Electrifying. "Fiery and petulant, with whiplash hips in a hot pink skirt" was how Pauline Kael described the majorly dangerous Dorothy Dandridge in this all-black, Southern-set version of Bizet's Carmen, a blast of joyous invention that has to be seen on the big screen, especially in this recent restoration. Dandridge (who became the first person of colour to be nominated for the Best Actress Academy Award) bursts from the CinemaScope screen as Carmen Jones, the incendiary femme fatale of Oscar Hammerstein's musical comedy-tragedy, which cleverly transforms Don José into a G.I. called Joe (Harry Belafonte), Carmen into a worker at a parachute (not cigarette) factory, and Escamillo, the toreador, into Husky Miller (Joe Adams), a prizefighter.
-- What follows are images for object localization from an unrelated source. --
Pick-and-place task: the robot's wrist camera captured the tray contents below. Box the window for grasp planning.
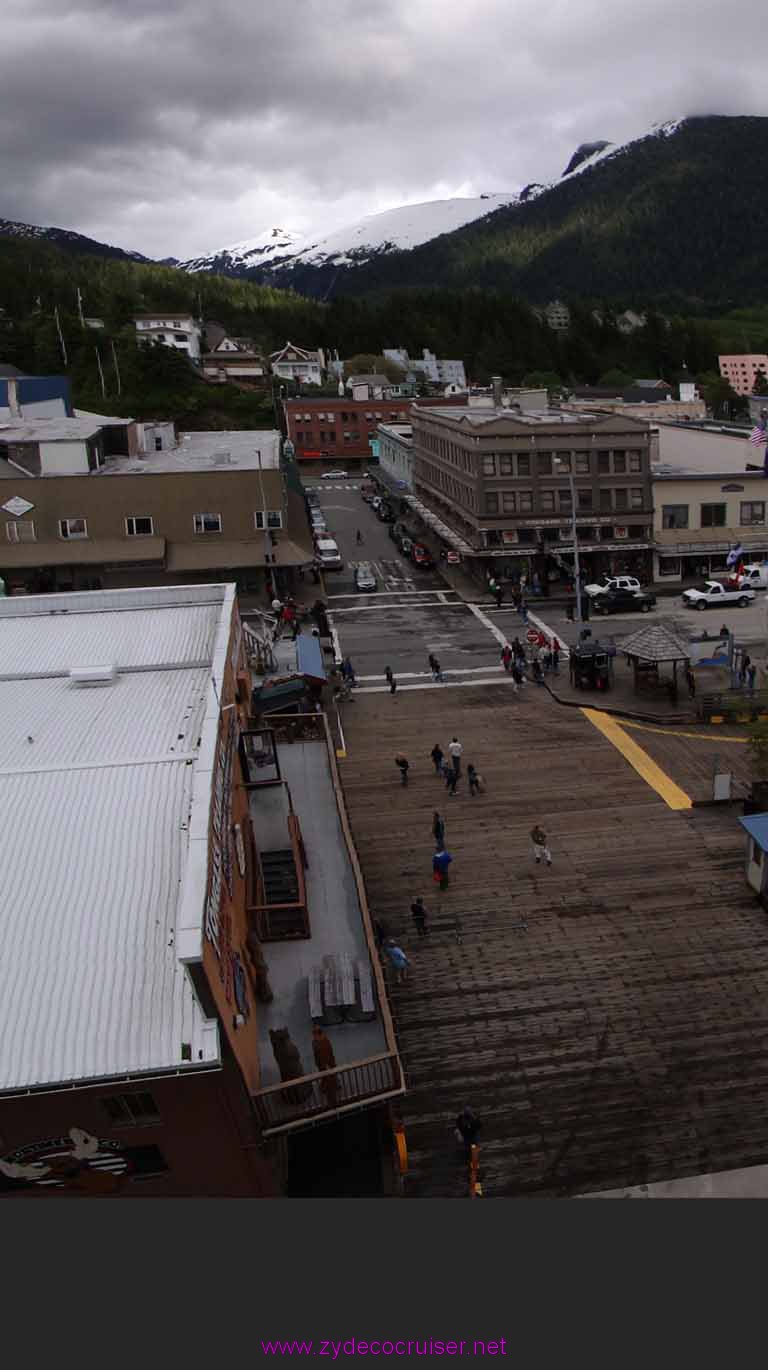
[59,518,88,537]
[5,519,36,543]
[99,1091,160,1128]
[661,504,689,527]
[193,514,222,533]
[126,515,155,537]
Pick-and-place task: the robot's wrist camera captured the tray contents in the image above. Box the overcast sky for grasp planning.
[0,0,768,258]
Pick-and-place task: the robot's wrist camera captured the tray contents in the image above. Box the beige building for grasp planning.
[653,423,768,584]
[411,406,653,584]
[0,419,312,593]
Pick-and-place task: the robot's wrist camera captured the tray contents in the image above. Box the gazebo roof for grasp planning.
[619,623,691,662]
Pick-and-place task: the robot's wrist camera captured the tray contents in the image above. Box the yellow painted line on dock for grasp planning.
[582,708,693,808]
[622,718,749,747]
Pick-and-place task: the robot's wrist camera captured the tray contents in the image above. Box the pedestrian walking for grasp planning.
[531,823,552,866]
[456,1106,482,1160]
[385,937,411,985]
[433,847,453,889]
[430,743,442,778]
[428,652,444,685]
[411,895,430,937]
[394,756,409,785]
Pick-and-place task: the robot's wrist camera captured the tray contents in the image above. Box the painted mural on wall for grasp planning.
[0,1128,167,1195]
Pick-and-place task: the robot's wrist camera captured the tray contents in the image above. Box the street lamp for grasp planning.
[554,456,582,623]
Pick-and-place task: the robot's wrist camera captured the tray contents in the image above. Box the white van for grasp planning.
[315,537,344,571]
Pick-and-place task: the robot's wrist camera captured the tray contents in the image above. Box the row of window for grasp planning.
[5,510,282,543]
[661,500,765,527]
[485,485,643,514]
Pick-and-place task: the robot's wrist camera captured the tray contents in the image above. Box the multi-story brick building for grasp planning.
[411,407,653,584]
[0,585,404,1197]
[0,415,312,593]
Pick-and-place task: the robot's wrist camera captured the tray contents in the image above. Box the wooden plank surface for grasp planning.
[340,686,768,1197]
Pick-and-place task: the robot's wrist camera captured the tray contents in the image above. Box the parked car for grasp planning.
[591,589,656,614]
[683,581,754,608]
[315,537,344,571]
[355,562,379,595]
[411,543,434,571]
[585,575,642,599]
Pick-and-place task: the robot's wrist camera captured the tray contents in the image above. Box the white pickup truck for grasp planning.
[683,581,754,608]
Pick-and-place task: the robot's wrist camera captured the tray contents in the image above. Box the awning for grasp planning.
[296,633,327,682]
[3,537,166,561]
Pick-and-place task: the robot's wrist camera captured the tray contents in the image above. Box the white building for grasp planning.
[376,423,413,490]
[270,343,324,385]
[133,311,203,362]
[383,347,467,390]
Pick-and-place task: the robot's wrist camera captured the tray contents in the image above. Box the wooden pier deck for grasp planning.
[341,685,768,1197]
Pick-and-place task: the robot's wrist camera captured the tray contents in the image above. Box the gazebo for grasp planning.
[619,623,691,703]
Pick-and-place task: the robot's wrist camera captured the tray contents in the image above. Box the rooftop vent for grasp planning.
[70,666,118,688]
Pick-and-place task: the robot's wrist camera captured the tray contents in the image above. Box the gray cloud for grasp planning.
[0,0,768,256]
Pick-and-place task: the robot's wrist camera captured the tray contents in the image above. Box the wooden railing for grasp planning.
[252,1052,404,1136]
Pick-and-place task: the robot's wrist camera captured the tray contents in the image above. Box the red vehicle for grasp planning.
[411,543,434,571]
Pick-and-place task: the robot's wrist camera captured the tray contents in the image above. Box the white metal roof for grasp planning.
[0,585,234,1091]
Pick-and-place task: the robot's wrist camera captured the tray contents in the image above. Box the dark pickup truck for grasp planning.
[590,590,656,614]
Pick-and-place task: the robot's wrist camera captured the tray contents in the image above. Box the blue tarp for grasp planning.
[296,633,326,681]
[739,814,768,852]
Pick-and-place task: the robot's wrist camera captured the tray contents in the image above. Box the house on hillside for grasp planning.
[203,322,267,385]
[133,310,203,363]
[270,343,326,385]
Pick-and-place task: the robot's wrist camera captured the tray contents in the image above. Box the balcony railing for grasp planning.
[253,1052,404,1136]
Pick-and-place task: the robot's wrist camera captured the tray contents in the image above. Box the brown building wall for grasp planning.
[0,1044,279,1199]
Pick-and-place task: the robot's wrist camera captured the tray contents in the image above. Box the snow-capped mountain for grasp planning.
[177,229,305,275]
[179,193,516,275]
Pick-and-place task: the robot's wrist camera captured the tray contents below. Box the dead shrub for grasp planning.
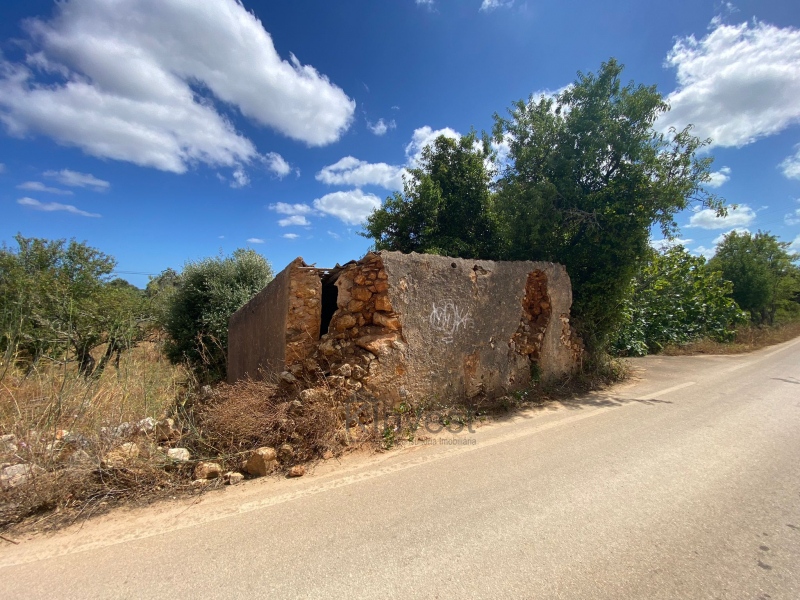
[193,380,344,463]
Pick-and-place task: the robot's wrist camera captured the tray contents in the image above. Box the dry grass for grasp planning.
[662,322,800,356]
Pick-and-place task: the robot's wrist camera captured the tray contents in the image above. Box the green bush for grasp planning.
[163,248,273,381]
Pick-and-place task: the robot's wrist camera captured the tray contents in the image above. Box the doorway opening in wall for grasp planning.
[319,277,339,338]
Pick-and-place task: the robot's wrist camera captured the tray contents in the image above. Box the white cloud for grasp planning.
[686,204,756,229]
[778,144,800,179]
[269,202,314,215]
[480,0,514,12]
[278,215,311,227]
[231,165,250,189]
[706,167,731,188]
[789,235,800,254]
[42,169,111,192]
[406,125,461,168]
[316,156,406,190]
[0,0,355,173]
[17,198,100,218]
[711,227,750,246]
[264,152,292,179]
[692,246,717,259]
[659,19,800,147]
[314,189,381,225]
[783,200,800,225]
[650,238,694,252]
[17,181,72,196]
[367,119,397,135]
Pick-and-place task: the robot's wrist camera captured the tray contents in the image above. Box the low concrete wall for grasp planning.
[229,252,582,403]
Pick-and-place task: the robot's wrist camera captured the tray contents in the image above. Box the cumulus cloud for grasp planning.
[406,125,461,168]
[231,166,250,189]
[17,198,100,218]
[783,200,800,225]
[367,119,397,135]
[686,204,756,229]
[650,238,694,252]
[706,167,731,188]
[778,144,800,179]
[789,235,800,254]
[269,202,314,215]
[480,0,514,12]
[316,156,406,190]
[42,169,111,192]
[711,227,750,247]
[17,181,72,196]
[278,215,311,227]
[0,0,355,173]
[264,152,292,179]
[314,189,381,225]
[659,19,800,147]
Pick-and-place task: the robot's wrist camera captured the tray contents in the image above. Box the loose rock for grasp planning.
[167,448,192,462]
[289,465,306,477]
[245,446,277,477]
[194,462,222,479]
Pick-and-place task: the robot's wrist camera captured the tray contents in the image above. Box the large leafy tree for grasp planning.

The Bizet arias are mostly maintained, reset to contemporary idioms. (Though both stars were singers, they were dubbed for the musical numbers, Dandridge by the wonderful Marilyn Horne.) Images of fire and electricity light up almost every review of the film and its star, including one by Hedda Hopper in which she confessed to burning a hole in the front of her dress: "Yes, the film is that hot." "Energy is the essence of this picture; the audience is not merely stimulated; it is all but electrocuted" (Time Magazine).